Lesson II: Know the Basics of Keys, Scales, and Which Chords to Use: If you don't know much about music theory, these three closely-related pieces of information will come in handy as they inform you of what notes you should be using to build your melody and, subsequently, your chords. The chords is the big part for me: knowing which chords are available to experiment with while harmonizing a melody.


Lesson III: Cadences. A cadence is the final chords (usually the final 2 chords) of a section or piece. The most commonly-heard cadence is a V-I authentic cadence, because it sounds very final and resolute. Perfect for the end of a piece! However, if you're leading from a section in major to a section in minor, you can use a deceptive cadence (V-vi) to trick the listener into expecting that V-I resolution but instead give them a minor chord at the end. Uematsu does just that when moving from the beginning major, hopeful-sounding section to the ominous, minor section in FFVII's theme. Very easy, very sneaky.


Lesson IV: Ostinatos (or, Ostinati). You're already using them, most likely. They are repeated pieces of material that can anchor a piece of music - especially through harmonic changes/progressions, key changes, etc. It's also a very useful way to supplement the percussion of the piece to maintain a pulse without actually using percussion. This is super-important in chip tune music, as the old NES chips only had 5 sound channels. The composers had to use ostinatos to provide both harmonic and rhythmic reinforcement, as they only had 1 noise channel for actual percussion and 2 channels that were usually used for melody and harmony. After dumping us into a minor key using a deceptive cadence (see Lesson III above), Uematsu uses a low-pitched string/piano ostinato that hammers the minor i chord into our minds while he does some crazy/creepy stuff over top of it throughout that section.
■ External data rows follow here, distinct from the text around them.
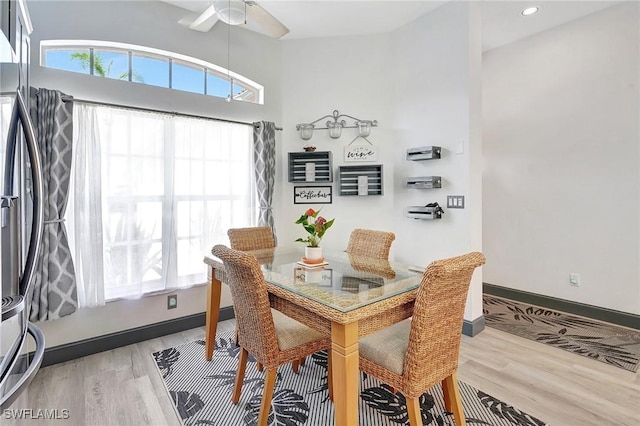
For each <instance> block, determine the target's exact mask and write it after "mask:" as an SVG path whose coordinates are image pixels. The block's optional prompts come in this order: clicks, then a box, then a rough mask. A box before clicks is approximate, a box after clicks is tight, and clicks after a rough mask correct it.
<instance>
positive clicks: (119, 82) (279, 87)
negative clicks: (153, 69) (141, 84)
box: [29, 1, 281, 347]
mask: <svg viewBox="0 0 640 426" xmlns="http://www.w3.org/2000/svg"><path fill="white" fill-rule="evenodd" d="M29 10H30V12H31V18H32V21H33V25H34V32H33V34H32V37H31V42H32V48H33V51H32V67H31V83H32V85H33V86H35V87H45V88H51V89H58V90H62V91H63V92H65V93H67V94H70V95H73V96H75V97H77V98H80V99H88V100H96V101H102V102H110V103H116V104H126V105H136V106H143V107H148V108H157V109H161V110H168V111H180V112H183V113H192V114H198V115H204V116H211V117H219V118H228V119H234V120H240V121H248V122H252V121H258V120H269V121H275V122H276V123H277V124H280V116H281V103H280V82H281V79H280V64H281V60H280V48H279V45H278V43H277V41H275V40H272V39H269V38H267V37H263V36H260V35H258V34H255V33H252V32H250V31H246V30H243V29H239V28H232V32H231V51H230V58H231V59H230V64H231V65H230V69H231V70H232V71H234V72H237V73H239V74H242V75H245V76H246V77H248V78H250V79H252V80H254V81H256V82H258V83H260V84H262V85H264V86H265V88H266V89H265V104H264V105H256V104H249V103H244V102H232V103H227V102H225V101H224V100H223V99H219V98H214V97H209V96H202V95H196V94H191V93H187V92H179V91H175V90H169V89H162V88H157V87H151V86H145V85H141V84H132V83H128V82H123V81H119V80H111V79H100V78H97V77H92V76H87V75H81V74H76V73H69V72H64V71H58V70H52V69H47V68H43V67H40V66H39V52H38V50H39V40H41V39H88V40H108V41H119V42H124V43H132V44H138V45H142V46H148V47H154V48H157V49H162V50H168V51H171V52H177V53H181V54H184V55H188V56H193V57H196V58H200V59H203V60H206V61H209V62H213V63H215V64H218V65H220V66H223V67H226V66H227V32H226V26H224V25H220V26H216V27H214V29H213V30H212V31H211V32H209V33H199V32H195V31H191V30H188V29H187V28H185V27H183V26H181V25H179V24H178V23H177V22H176V21H177V19H176V16H179V13H175V10H177V9H176V8H175V7H174V6H171V5H168V4H166V3H161V2H151V1H131V2H125V1H119V2H112V1H89V2H85V1H71V2H62V1H50V2H44V1H33V2H29ZM214 243H215V242H212V246H213V244H214ZM203 270H206V268H205V266H204V264H203ZM178 295H179V297H178V308H176V309H173V310H170V311H168V310H167V308H166V296H165V295H159V296H152V297H145V298H144V299H141V300H122V301H114V302H110V303H107V305H106V306H104V307H101V308H93V309H83V310H81V311H79V312H77V313H75V314H73V315H70V316H68V317H64V318H61V319H59V320H56V321H49V322H44V323H41V324H40V326H41V328H42V330H43V331H44V333H45V337H46V340H47V346H48V347H52V346H56V345H59V344H63V343H67V342H73V341H77V340H81V339H85V338H89V337H94V336H100V335H103V334H108V333H112V332H117V331H121V330H127V329H130V328H135V327H139V326H144V325H147V324H153V323H156V322H161V321H164V320H168V319H172V318H178V317H182V316H187V315H191V314H195V313H200V312H203V311H204V310H205V309H206V287H205V286H200V287H194V288H191V289H188V290H182V291H179V292H178ZM222 305H223V306H229V305H231V298H230V296H229V294H228V292H225V294H223V299H222Z"/></svg>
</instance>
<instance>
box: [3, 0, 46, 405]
mask: <svg viewBox="0 0 640 426" xmlns="http://www.w3.org/2000/svg"><path fill="white" fill-rule="evenodd" d="M0 27H1V28H2V31H0V137H1V139H0V191H1V192H0V206H1V209H0V210H1V212H0V222H1V232H0V259H1V261H2V263H1V268H0V269H1V270H0V272H1V274H0V279H1V284H2V285H1V286H0V291H1V292H0V296H2V316H1V320H0V409H3V410H4V409H6V408H8V407H9V406H11V404H12V403H13V402H14V401H15V400H16V399H17V398H18V396H19V395H20V394H21V393H22V391H24V389H26V387H27V386H28V384H29V383H30V381H31V380H32V379H33V377H34V376H35V374H36V373H37V371H38V369H39V368H40V363H41V362H42V357H43V355H44V346H45V342H44V336H43V334H42V332H41V331H40V329H39V328H38V327H37V326H35V325H34V324H32V323H31V322H30V321H29V311H30V301H29V298H30V290H31V285H32V282H33V276H34V271H35V267H36V258H37V253H38V249H39V245H40V239H41V236H42V226H43V219H42V216H43V210H42V196H41V194H42V178H41V168H40V159H39V155H38V148H37V146H36V141H35V137H34V131H33V125H32V123H31V120H30V118H29V112H28V109H27V104H26V102H25V98H26V96H28V89H29V54H30V52H29V38H28V35H29V27H30V22H29V17H28V13H27V11H26V4H25V3H24V1H14V0H1V2H0ZM27 100H28V98H27Z"/></svg>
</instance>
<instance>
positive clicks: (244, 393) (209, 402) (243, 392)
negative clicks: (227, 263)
mask: <svg viewBox="0 0 640 426" xmlns="http://www.w3.org/2000/svg"><path fill="white" fill-rule="evenodd" d="M238 355H239V348H238V347H236V345H235V343H234V334H233V332H228V333H223V334H219V335H218V336H217V337H216V344H215V352H214V355H213V359H212V360H211V361H206V360H205V358H204V340H196V341H194V342H191V343H187V344H184V345H181V346H177V347H174V348H168V349H165V350H162V351H159V352H155V353H154V354H153V357H154V359H155V362H156V365H157V367H158V370H159V372H160V374H161V375H162V378H163V380H164V383H165V385H166V388H167V390H168V392H169V395H170V396H171V399H172V400H173V403H174V407H175V409H176V413H177V414H178V416H179V417H180V419H181V420H182V422H183V424H184V425H215V426H235V425H238V426H242V425H255V424H256V420H257V417H258V411H259V409H260V400H261V398H262V388H263V386H264V374H263V373H261V372H259V371H257V369H256V363H255V360H253V359H251V357H250V358H249V362H248V364H247V370H246V375H245V379H244V385H243V388H242V395H241V398H240V402H239V403H238V404H237V405H233V404H232V403H231V392H232V389H233V384H234V379H235V374H236V367H237V365H238ZM460 390H461V393H462V399H463V406H464V413H465V417H466V419H467V424H469V425H492V426H513V425H521V426H539V425H545V424H546V423H545V422H543V421H541V420H539V419H537V418H535V417H532V416H530V415H528V414H527V413H524V412H522V411H520V410H518V409H517V408H515V407H513V406H511V405H509V404H508V403H506V402H502V401H499V400H497V399H496V398H494V397H492V396H491V395H487V394H486V393H484V392H482V391H480V390H478V389H474V388H473V387H471V386H469V385H467V384H466V383H463V382H460ZM420 404H421V408H422V421H423V423H424V425H425V426H426V425H438V426H446V425H454V421H453V416H452V415H451V413H449V412H447V411H446V410H445V408H444V402H443V400H442V390H441V388H440V386H439V385H438V386H435V387H434V388H432V389H431V390H429V392H427V393H425V394H423V395H422V396H421V398H420ZM358 409H359V413H360V425H361V426H390V425H408V424H409V419H408V416H407V409H406V403H405V399H404V397H403V396H402V394H400V393H393V392H391V390H390V389H389V387H388V386H386V385H384V384H381V383H380V382H379V381H377V380H376V379H374V378H373V377H370V376H366V375H365V374H364V373H361V380H360V399H359V408H358ZM268 424H269V425H270V426H276V425H277V426H298V425H311V426H331V425H333V403H332V402H331V401H330V400H329V399H328V395H327V353H326V352H318V353H316V354H314V355H313V356H311V357H308V358H307V360H306V363H305V365H303V366H302V367H300V370H299V373H298V374H294V373H293V371H292V370H291V365H290V364H288V365H283V366H281V367H280V368H279V369H278V376H277V380H276V385H275V389H274V393H273V400H272V403H271V412H270V414H269V421H268Z"/></svg>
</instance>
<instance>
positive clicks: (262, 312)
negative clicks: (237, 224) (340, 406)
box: [212, 245, 332, 426]
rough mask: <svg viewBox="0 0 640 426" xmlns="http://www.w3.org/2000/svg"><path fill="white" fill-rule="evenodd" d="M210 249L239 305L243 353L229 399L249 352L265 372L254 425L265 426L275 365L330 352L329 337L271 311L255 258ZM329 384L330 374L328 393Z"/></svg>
mask: <svg viewBox="0 0 640 426" xmlns="http://www.w3.org/2000/svg"><path fill="white" fill-rule="evenodd" d="M212 253H213V254H214V255H215V256H217V257H218V258H220V259H221V260H222V262H223V264H224V269H225V274H226V276H227V284H228V285H229V287H230V289H231V297H232V299H233V304H234V306H235V307H236V308H237V309H236V325H237V327H238V339H239V344H240V348H241V351H240V358H239V361H238V370H237V372H236V380H235V386H234V389H233V395H232V397H231V401H232V402H233V403H234V404H237V403H238V401H239V400H240V392H241V391H242V382H243V380H244V373H245V369H246V365H247V357H248V355H249V354H251V356H253V357H254V358H255V359H256V361H257V362H259V363H261V364H262V365H263V366H264V369H265V370H266V372H265V376H266V377H265V381H264V388H263V393H262V402H261V404H260V414H259V416H258V423H257V424H258V426H265V425H266V424H267V419H268V416H269V408H270V406H271V397H272V395H273V388H274V385H275V381H276V375H277V369H278V367H279V366H280V365H282V364H285V363H288V362H294V361H297V360H299V359H301V358H303V357H306V356H307V355H311V354H313V353H315V352H317V351H320V350H323V349H327V350H329V349H330V347H331V338H330V337H329V336H327V335H326V334H323V333H320V332H318V331H316V330H313V329H312V328H309V327H307V326H306V325H304V324H302V323H300V322H298V321H296V320H294V319H292V318H289V317H288V316H286V315H284V314H282V313H280V312H278V311H276V310H274V309H271V307H270V305H269V296H268V294H267V284H266V282H265V280H264V275H263V273H262V270H261V269H260V265H259V264H258V261H257V259H256V258H255V257H254V256H252V255H250V254H248V253H244V252H242V251H238V250H233V249H230V248H228V247H226V246H223V245H216V246H215V247H213V250H212ZM329 362H331V361H330V360H329ZM329 368H330V367H329ZM331 386H332V383H331V374H329V394H330V396H331Z"/></svg>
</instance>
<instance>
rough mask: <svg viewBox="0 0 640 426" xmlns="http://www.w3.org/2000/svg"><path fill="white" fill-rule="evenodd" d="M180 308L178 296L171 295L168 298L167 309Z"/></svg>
mask: <svg viewBox="0 0 640 426" xmlns="http://www.w3.org/2000/svg"><path fill="white" fill-rule="evenodd" d="M177 307H178V295H177V294H170V295H168V296H167V309H175V308H177Z"/></svg>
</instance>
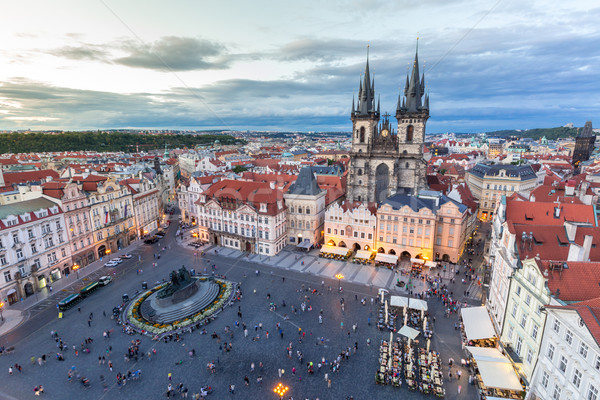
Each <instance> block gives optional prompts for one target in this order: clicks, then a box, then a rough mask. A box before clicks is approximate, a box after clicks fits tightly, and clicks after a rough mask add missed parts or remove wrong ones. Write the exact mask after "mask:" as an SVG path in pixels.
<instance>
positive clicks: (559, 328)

Lesson V: Borrowed Chords. This one is like knowing that you're in the Matrix - you can't unhear this trick once you know what it is. Uematsu is a borrowed chord bandit! Borrowed chords are chords that are found in the key parallel to the key you're writing in. For example, if you're in C major, the parallel key is C minor. Google what chords are available in both keys, and now you have several new chords available to embellish your melodies. Uematsu uses borrowed chords in several of his pieces, but in FFVII's theme he borrows bVI and bVII chords from the parallel minor key to create the following chord progression for the main melody: I - vi - I - bVI7 - bVII7 - I.


Lesson VI: Common-tone modulation. In the original OST version of the track, Uematsu modulates from E major to G major later in the piece, bridging the two keys with a note that is found in both of them: B natural. Going from E major to G major isn't a typical key change, but our ears aren't startled by it because we hear that B natural as an anchor during the change.


Lesson VII: Common-Chord Modulation. Similar to the common-tone modulation, common-chord modulations use a shared chord (called the pivot chord) to move between two keys. For example, the keys of E major and D major both have F# minor and A major chords. Those two chords could be used as pivot chords. Uematsu takes it a step further, however, by using borrowed chords as his pivot chords in the orchestral version of the same modulation referred to in Lesson VI above. Fancy, fancy!


That's it - hope you found something new to throw into your composer's bag-o-tricks! Anyone else have a cool music theory takeaway from video game music that they've applied to their own writing?